Un film de Cirio H. Santiago, avec James Iglehart, Carmen Argenziano et Leon Isaac Kennedy. 1978, 96 min.
Il y a du bon dans tout ce qui est mauvais et du mauvais dans tout ce qui bon. Fighting Mad prouve cet adage. Il s’agit d’un excellent film qui s’inscrit dans un genre plus souvent dénigré qu’apprécié: les films de blaxploitation.
Trois soldats américains, Doug, McGee et Morelli profitent de la fin de leur service au Vietnam pour voler une petite fortune en or. Sur le bateau qui les ramène au pays de l’Oncle Sam, McGee et Morelli décident de faire passer leur part du butin de 33% à 50%. Se faisant, ils tranchent la gorge de Doug et le font passer par dessus bord. Malheureusement pour eux, non seulement leur victime survit à la lame mais elle se voit déposée par les flots sur une île presque déserte. Les deux seuls résidents de ce bout de terre perdu dans l’océan Pacifique sont des soldats japonais coupés du monde depuis la Deuxième Guerre mondiale. Ils le recueillent et lui enseignent la voie du samouraï. Lorsque des troupes américaines accostent l’île et viennent en aide au naufragé, il se lance sur la route de la vengeance, katana au poing.
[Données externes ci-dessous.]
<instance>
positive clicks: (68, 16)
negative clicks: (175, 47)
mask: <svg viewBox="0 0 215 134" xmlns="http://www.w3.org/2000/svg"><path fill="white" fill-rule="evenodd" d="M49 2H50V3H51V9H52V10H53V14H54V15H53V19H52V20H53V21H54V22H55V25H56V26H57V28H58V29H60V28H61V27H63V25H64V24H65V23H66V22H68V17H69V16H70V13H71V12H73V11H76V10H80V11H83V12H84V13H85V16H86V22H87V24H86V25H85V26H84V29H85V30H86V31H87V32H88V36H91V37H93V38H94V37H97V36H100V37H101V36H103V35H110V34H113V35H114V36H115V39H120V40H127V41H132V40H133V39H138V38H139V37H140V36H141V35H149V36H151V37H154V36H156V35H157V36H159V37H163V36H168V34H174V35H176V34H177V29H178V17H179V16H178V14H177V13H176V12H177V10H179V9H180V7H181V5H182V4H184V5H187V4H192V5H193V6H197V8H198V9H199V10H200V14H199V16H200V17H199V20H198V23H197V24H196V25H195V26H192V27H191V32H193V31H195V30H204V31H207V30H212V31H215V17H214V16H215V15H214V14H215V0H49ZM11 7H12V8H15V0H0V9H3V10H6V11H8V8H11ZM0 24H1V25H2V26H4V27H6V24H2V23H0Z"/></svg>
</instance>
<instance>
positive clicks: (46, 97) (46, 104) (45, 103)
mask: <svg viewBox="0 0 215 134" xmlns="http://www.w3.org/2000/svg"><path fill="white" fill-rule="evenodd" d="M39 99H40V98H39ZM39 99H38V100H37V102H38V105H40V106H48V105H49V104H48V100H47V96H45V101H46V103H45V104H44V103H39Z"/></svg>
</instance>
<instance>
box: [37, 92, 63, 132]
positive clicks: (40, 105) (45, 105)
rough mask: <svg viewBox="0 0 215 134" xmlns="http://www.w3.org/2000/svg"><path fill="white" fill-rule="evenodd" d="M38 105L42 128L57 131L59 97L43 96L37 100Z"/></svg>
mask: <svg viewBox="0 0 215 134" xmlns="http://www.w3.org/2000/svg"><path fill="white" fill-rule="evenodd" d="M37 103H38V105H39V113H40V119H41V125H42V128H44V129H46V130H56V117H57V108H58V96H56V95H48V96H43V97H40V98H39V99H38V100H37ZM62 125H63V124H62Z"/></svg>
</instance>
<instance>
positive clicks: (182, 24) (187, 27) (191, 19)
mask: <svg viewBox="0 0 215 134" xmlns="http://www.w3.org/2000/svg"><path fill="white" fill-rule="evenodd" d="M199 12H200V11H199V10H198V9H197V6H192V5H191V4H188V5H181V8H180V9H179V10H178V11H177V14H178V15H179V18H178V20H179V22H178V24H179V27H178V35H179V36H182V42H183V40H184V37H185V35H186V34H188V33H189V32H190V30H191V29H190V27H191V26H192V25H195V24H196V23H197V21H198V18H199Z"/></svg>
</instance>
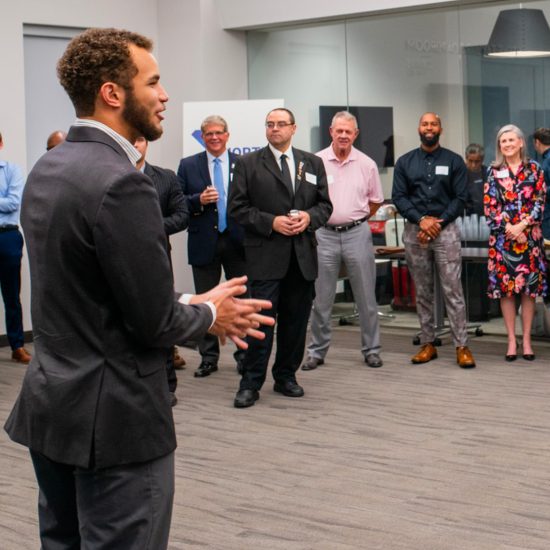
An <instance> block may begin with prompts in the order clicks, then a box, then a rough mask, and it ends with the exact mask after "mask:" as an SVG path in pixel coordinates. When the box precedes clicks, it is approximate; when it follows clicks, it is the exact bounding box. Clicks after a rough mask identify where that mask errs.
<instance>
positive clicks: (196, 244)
mask: <svg viewBox="0 0 550 550" xmlns="http://www.w3.org/2000/svg"><path fill="white" fill-rule="evenodd" d="M201 133H202V139H203V141H204V146H205V148H206V151H204V152H202V153H198V154H196V155H192V156H190V157H186V158H184V159H182V160H181V162H180V165H179V168H178V179H179V181H180V183H181V186H182V189H183V193H184V195H185V196H186V198H187V202H188V204H189V211H190V213H191V218H190V221H189V235H188V238H187V251H188V257H189V263H190V264H191V266H192V268H193V280H194V282H195V291H196V292H206V291H207V290H209V289H211V288H212V287H213V286H216V285H217V284H218V283H219V282H220V278H221V274H222V268H223V271H224V273H225V276H226V278H227V279H230V278H231V277H240V276H241V275H244V272H245V267H244V250H243V244H242V241H243V230H242V228H241V227H240V226H239V224H237V223H236V222H235V221H234V220H231V219H228V217H227V213H226V212H227V196H228V194H229V190H230V188H231V180H232V178H233V167H234V165H235V160H236V157H235V155H234V154H233V153H231V152H230V151H228V150H227V140H228V139H229V129H228V127H227V122H226V121H225V120H224V119H223V118H222V117H221V116H219V115H212V116H209V117H207V118H205V119H204V120H203V122H202V124H201ZM199 352H200V354H201V364H200V365H199V367H198V368H197V370H196V371H195V376H197V377H201V378H202V377H204V376H210V375H211V374H212V373H213V372H216V371H217V370H218V360H219V358H220V346H219V344H218V339H217V338H216V337H215V336H213V335H210V334H207V335H206V336H205V337H204V339H203V340H202V341H201V342H200V344H199ZM234 356H235V360H236V362H237V368H238V369H239V370H240V368H241V365H242V359H243V356H244V352H243V351H242V350H237V351H236V352H235V354H234Z"/></svg>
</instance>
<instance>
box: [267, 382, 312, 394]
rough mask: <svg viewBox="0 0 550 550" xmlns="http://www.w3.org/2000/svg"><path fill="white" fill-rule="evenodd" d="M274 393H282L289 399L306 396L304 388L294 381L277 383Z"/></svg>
mask: <svg viewBox="0 0 550 550" xmlns="http://www.w3.org/2000/svg"><path fill="white" fill-rule="evenodd" d="M273 391H276V392H278V393H282V394H283V395H286V396H287V397H302V396H303V395H304V388H302V386H300V385H298V384H297V383H296V382H294V380H285V381H284V382H275V385H274V386H273Z"/></svg>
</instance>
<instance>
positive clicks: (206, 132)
mask: <svg viewBox="0 0 550 550" xmlns="http://www.w3.org/2000/svg"><path fill="white" fill-rule="evenodd" d="M224 134H227V132H206V134H204V137H220V136H223V135H224Z"/></svg>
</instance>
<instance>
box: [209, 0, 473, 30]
mask: <svg viewBox="0 0 550 550" xmlns="http://www.w3.org/2000/svg"><path fill="white" fill-rule="evenodd" d="M471 2H472V0H439V1H438V2H434V1H433V0H432V1H430V0H420V1H419V0H384V1H383V2H382V1H380V0H339V1H338V2H335V1H331V2H323V1H320V0H299V1H296V0H278V1H277V2H267V1H261V0H231V1H228V0H216V7H217V8H218V12H219V16H220V21H221V25H222V27H223V28H224V29H256V28H260V27H268V26H274V25H288V24H291V23H292V24H293V23H296V22H298V21H299V22H301V23H304V22H312V21H320V20H323V19H325V20H326V19H334V18H340V19H341V18H342V17H350V18H351V17H358V16H361V15H367V14H373V13H380V12H388V11H395V10H405V9H411V8H416V7H430V6H453V5H460V4H468V3H471Z"/></svg>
À première vue, l’introduction dresse la table pour un banal film de vengeance à la morale douteuse. Ça semble promettre la loi du Tallion administrée à grands coups d’épée. Toutefois, entre les portraits du protagoniste et des antagonistes se dessinent un commentaire social fort intéressant. Dès la trahison qui met en branle le récit et ce jusqu’à sa sanglante conclusion, l’action se joue sur deux tableaux. D’un côté, on suit les deux conspirateurs alors qu’ils gagnent en importance dans le le monde interlope californien. De l’autre, on retrouve Doug qui apprend la voie du samouraï. Bien que tous les personnages s’efforcent de gagner en puissance, ils s’y prennent de deux façons complètement différentes. La première approche vise une force institutionnelle alors que la deuxième vise une force personnelle.
Grâce à la somme dérobée en Asie, les deux bandits se lancent en affaires dans le monde des groupes criminalisés. Employant à merveille des techniques d’intimidation vieilles comme le monde, ils se hissent au sommet de la pyramide mafieuse de la côte ouest. Leurs actions leur ont permis de gagner beaucoup de ressources. Ils sont désormais riches, influant et peuvent compter sur une armée de voyous. Par contre, cette force est relative, voire relationnelle. Elle ne vient pas d’eux, mais de leur place dans une organisation.
Grâce à l’aide des naufragés japonais, Doug acquiert de nouvelles compétences. Il apprend le maniement du katana, la maîtrise de soi et les arts martiaux. La force qu’il retire de la pratique de ces disciplines lui est propre. Elle vient de lui-même.
Lorsqu’au final les rivaux se confrontent, il s’agit d’un affrontement du type Scarface contre le Karate Kid. Devinez qui aura le meilleur?
Fighting Mad se prête bien à de nombreux niveaux d’analyse. Par exemple, la femme attendant le retour de son mari d’une guerre lointaine rappelle Pénélope dans l’Odyssée d’Ulysses. Aussi, le film contourne plusieurs faiblesses du genre duquel il émane en étant ouvert sur le monde (influence asiatique) plutôt que concentré sur la culture noire. D’ailleurs, dans le même ordre d’idées, Fighting Mad est l’un des rares longs métrages de blaxploitation à ne pas faire d’un « honkie » le principal antagoniste.
Bref, j’ai déjà rédigé plus de 500 mots sans aborder les brutales scènes de combat, les répliques cultes, la trame sonore funk ou les costumes jovialement ringards de cette excellente production. Il s’agit là d’une preuve indéniable de la qualité de Fighting Mad. Le film fait partie du coffret de 50 films d’arts martiaux de Mill Creek. Du lot, c’est certainement l’un de mes préférés.